In [None]:
# %pip install pdfplumber

In [1]:
import pdfplumber
import re
import os

# 📂 Ton fichier PDF
pdf_path = "book/le_proces_kafka.pdf"  # ← remplace par le chemin réel
output_dir = "mp3"
os.makedirs(output_dir, exist_ok=True)

# 📤 Extraire le texte du PDF
def extract_clean_text(pdf_path, start_page=1, end_page=None):
    """
    Extrait le texte du PDF entre les pages spécifiées (inclusivement).
    Les numéros de page commencent à 1 (comme pour un lecteur PDF).

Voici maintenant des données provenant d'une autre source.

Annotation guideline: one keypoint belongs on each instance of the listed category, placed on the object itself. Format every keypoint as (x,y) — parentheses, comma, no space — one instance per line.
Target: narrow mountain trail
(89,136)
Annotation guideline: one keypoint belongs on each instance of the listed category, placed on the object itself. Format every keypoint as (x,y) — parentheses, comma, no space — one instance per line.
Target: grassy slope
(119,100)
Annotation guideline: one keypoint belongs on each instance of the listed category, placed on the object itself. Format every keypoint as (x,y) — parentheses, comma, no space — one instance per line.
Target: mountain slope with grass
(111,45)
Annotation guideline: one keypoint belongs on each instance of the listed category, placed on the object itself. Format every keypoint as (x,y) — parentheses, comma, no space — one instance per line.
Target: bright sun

    :param pdf_path: Chemin vers le fichier PDF
    :param start_page: Page de début (1-indexée)
    :param end_page: Page de fin (1-indexée, inclus)
    :return: Texte extrait et nettoyé
    """
    text = ""
    with pdfplumber.open(pdf_path) as pdf:
        num_pages = len(pdf.pages)
        
        # Ajuste les bornes si non spécifiées ou dépassées
        start_idx = max(0, start_page - 1)
        end_idx = min(end_page if end_page else num_pages, num_pages)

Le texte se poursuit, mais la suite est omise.